Second, all the reported studies were performed well before the inception of the SARS-CoV-2 pandemic. Even though RSV and SARS-CoV-2 are clearly unrelated pathogens, the implementation and the subsequent lifting of non-pharmaceutical interventions (NPI; i.e., public health measures that aim to prevent and/or control SARS-CoV-2 transmission in the community) have dramatically influenced the seasonality of RSV infections, with their substantial disappearance during the first half of 2020, when lockdown measures were extensively implemented [64,65,66,67,68], impairing the normal transmission of RSV to susceptible individuals at the community level [66,67,69,70,71,72,73]. Still, RSV has not simply disappeared, and the reduced circulation during the first half of 2020 has generated a large RSV-vulnerable population [53,69,70,71,74], that has been affected by a reemergent RSV epidemics in 2021–2022 [5,52,70,71,74,75]. In other words, summarized data may be hardly comparable to the current real-world experience of most of healthcare providers involved in the managing of infants, RSV cases and/or FS.

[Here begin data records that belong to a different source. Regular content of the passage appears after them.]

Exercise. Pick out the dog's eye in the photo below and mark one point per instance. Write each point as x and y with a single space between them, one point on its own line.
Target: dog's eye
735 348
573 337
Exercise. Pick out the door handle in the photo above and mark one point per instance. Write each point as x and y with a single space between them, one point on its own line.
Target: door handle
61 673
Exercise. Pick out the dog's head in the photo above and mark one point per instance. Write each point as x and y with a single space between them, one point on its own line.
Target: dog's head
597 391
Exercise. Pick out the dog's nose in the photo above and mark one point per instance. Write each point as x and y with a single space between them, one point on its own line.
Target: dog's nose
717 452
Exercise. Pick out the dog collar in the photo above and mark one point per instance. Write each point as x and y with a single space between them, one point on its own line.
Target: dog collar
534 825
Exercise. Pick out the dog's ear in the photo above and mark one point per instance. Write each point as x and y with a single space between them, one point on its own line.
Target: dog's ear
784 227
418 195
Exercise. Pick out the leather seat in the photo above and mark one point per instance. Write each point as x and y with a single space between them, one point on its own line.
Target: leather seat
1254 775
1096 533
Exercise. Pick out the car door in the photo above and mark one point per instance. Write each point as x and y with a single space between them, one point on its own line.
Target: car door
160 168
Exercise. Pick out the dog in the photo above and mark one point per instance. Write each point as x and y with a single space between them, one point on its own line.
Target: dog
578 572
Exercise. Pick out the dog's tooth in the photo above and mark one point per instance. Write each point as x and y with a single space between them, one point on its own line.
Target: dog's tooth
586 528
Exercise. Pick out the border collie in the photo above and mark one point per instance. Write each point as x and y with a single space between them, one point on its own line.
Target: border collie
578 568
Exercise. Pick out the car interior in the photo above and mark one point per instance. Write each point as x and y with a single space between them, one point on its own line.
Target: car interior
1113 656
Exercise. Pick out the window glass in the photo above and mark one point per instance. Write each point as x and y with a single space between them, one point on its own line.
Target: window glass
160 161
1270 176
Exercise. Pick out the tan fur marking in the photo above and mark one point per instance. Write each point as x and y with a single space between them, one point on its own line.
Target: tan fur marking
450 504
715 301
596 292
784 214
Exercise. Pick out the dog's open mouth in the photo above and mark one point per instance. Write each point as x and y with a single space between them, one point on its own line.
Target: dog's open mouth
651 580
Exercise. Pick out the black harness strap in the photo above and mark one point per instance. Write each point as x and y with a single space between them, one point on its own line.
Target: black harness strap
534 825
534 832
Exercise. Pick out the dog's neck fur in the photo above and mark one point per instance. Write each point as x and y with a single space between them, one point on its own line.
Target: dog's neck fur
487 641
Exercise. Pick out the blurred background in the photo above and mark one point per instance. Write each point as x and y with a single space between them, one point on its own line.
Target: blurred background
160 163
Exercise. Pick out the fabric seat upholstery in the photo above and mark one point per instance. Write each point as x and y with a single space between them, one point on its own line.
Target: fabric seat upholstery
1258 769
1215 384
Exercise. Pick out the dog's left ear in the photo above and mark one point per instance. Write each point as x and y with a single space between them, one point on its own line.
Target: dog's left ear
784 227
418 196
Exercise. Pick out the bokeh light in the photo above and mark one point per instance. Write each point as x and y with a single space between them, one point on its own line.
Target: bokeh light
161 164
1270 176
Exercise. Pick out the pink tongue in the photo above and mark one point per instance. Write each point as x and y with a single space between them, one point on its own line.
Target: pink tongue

Third, even the comparisons with the occurrence of FS in SIV should be cautiously assessed. On the one hand, SIV infections represent a very common condition and, likewise RSV, the large majority of incident cases remains undiagnosed and managed at community level, with only more severe and complicated cases requiring hospitalization [76,77]. On the other hand, the association between FS and SIV infection is well consolidated by solid evidence [20,42,78]. As our study only retrieved a total of 1183 SIV infections with 231 episodes of FS, that were compared to a similarly limited amount of FS episodes in RSV cases (i.e., 64 over 1006 infections), resulting estimates are hardly generalizable, not only in terms of incidence estimates, but also in term or resulting risk estimates. With a potential oversampling of complicated and more severe cases of SIV infection, the seemly reduced share of FS episodes in RSV cases compared to those occurring in individuals affected by seasonal influenza may simply reflect a more selective approach towards hospitalization for SIV cases.

5. Conclusions

In summary, our study seemingly does not confirm a strong responsibility of the RSV in causing FS among affected children, as FS represented a relatively uncommon occurrence among RSV cases. However, as coexisting risk factors were inconsistently reported among retrieved studies, and because of the inconsistent testing strategies, it is reasonable that a substantial share of RSV cases may have been lost from the parent estimates, eventually impairing the reliability of our estimates through the oversampling of more complicated cases. As a consequence, our results could hardly be considered definitive, rather urging for additional studies. Through a more consistent case definition, a more extensive retrieval of medical records, and well-defined sampling strategy, a better identification of the true burden of FS in RSV infections would contribute to a more accurate definition of preventive and clinical strategies.